How celebrities sell their stuff without a yard sale -- and how you can shop their homes

How celebrities sell their stuff without a yard sale -- and how you can shop their homes

It's a timeworn pattern: You decide to move to a new pad, and you realize you've accumulated an awful lot of stuff you don't need. Perfect time to wipe the slate clean. Yard sale!

But what if you're a celebrity on the move? You wouldn't mind making a few bucks off that perfectly good cabinet that just doesn't fit in your new home; maybe you'd donate the proceeds to charity. But you can't exactly post an ad on Craigslist and dump all your stuff on the lawn. Even if you weren't worried about security, what would the neighbors say?

Drew Barrymore parted with this vintage typewriter.
Drew Barrymore parted with this vintage typewriter.

If you're an extra-fancy celeb, then Christie's or Sotheby's might be an option, but they're so formal. Estate sales aren't what you're going for, either; you're not liquidating a whole household.

Enter One Kings Lane, the home shopping website. It's become the go-to site for stars who have valuable possessions they'd like to shed, but no obvious way to sell them. Recent completed sales include items from Drew Barrymore, Patrick Dempsey, Diane Keaton and the inimitable designer Iris Apfel, who has amassed quite a collection in her 90-plus years.

Right now through Sunday, One Kings Lane is running a sale of decor from the family home that actor/director Ron Howard and his wife, Cheryl, just sold for a record-breaking price. (Click here or on an image for a slideshow of some Howard items for sale, including pictures of items as they appeared in the home.)

One Kings Lane co-founder Susan Feldman tells Yahoo Homes that the celebrity sales are part of the site's evolution. OKL launched in March 2009 with daily events selling branded merchandise, often at a discount, for a brief time. The media calls them flash sales, but "we don't use the F-word anymore," Feldman says.

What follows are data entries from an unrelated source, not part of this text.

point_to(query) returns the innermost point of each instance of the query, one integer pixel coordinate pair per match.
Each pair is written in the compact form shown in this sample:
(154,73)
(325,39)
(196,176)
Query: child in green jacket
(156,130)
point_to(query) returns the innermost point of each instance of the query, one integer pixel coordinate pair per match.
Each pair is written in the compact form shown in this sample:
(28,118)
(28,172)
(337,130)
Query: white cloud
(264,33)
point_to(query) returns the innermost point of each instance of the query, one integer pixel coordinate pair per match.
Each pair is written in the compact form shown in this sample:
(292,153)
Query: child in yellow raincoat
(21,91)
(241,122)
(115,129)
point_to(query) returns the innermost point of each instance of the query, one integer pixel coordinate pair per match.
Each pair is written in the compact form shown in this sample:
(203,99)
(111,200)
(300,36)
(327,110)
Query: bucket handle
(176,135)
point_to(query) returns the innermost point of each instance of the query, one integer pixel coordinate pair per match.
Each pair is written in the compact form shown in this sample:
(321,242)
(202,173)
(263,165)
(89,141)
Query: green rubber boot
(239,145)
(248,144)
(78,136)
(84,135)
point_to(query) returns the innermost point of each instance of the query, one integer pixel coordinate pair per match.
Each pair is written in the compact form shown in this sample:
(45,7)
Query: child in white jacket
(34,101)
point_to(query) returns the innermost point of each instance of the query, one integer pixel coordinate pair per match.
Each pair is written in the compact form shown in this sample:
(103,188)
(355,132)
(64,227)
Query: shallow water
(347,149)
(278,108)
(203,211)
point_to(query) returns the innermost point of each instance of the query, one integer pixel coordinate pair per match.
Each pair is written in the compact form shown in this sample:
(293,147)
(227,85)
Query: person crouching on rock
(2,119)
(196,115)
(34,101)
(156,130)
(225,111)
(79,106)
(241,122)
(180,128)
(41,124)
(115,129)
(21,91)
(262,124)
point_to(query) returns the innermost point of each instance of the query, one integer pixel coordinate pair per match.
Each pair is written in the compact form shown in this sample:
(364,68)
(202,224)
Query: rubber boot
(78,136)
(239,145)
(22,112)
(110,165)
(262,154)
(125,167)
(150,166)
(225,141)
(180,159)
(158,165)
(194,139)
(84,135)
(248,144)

Patrick Dempsey and his wife, Jillian, sold items including their collection of the Southwest Blue Book, a social registry.
Patrick Dempsey and his wife, Jillian, sold items including their collection of the Southwest Blue Book, a social registry.

The next year, OKL held its first Tastemaker Tag Sale with designer Nathan Turner. The idea was that customers might not be able to hire a big-name designer, but they could shop the style through highly curated offerings -- particularly one-of-a-kind items, perhaps made by the designer or discovered on trips to far-flung countries.

The Turner sale was a "huge success," Feldman said. "Designers started coming in droves wanting to do something on the site." So One Kings Lane started brainstorming: Now what?

The answers rolled in. Destination sales -- "places people can't get to." One Kings Lane started traveling around the world with their tastemakers, gaining entree to "all these great vintage dealers." These led to "other fun initiatives," Feldman said: sales from movie sets like "Maleficent" (a real coup because it was Disney, which tightly controls its brand). Estate sales. And anything else that brought to OKL "really interesting access to products you could not otherwise get." Designers and sellers could "bring it to life on One Kings Lane," she said.

Cheryl and Ron Howard with the piece that she'll have the hardest time relinquishing (Guess I'll just have to sit on his lap!). Click any photo for a slideshow to find out why.
Cheryl and Ron Howard with the piece that she'll have the hardest time relinquishing (Guess I'll just have to sit on his lap!). Click any photo for a slideshow to find out why.

Celebrities were a logical offshoot of that strategy, said Feldman; "they're tastemakers, obviously, in their own right." Stars now often seek out One Kings Lane because "we do such a great job of presenting them, their brand, their aesthetic, telling their story," she said, describing their thought process this way: "Oh my god, I love One Kings Lane! I have all this stuff I want to sell!"

For celebrities, as for everyone else, "home is an expression of who you are," Feldman said, and she's discovered that most of the stars whom OKL has worked with are design aficionados who "really love their homes" and put a lot of effort into decorating. OKL offers a "huge marketing platform" for tastemakers to publicize their brand, putting it into a context that's personable and unintimidating to the customer.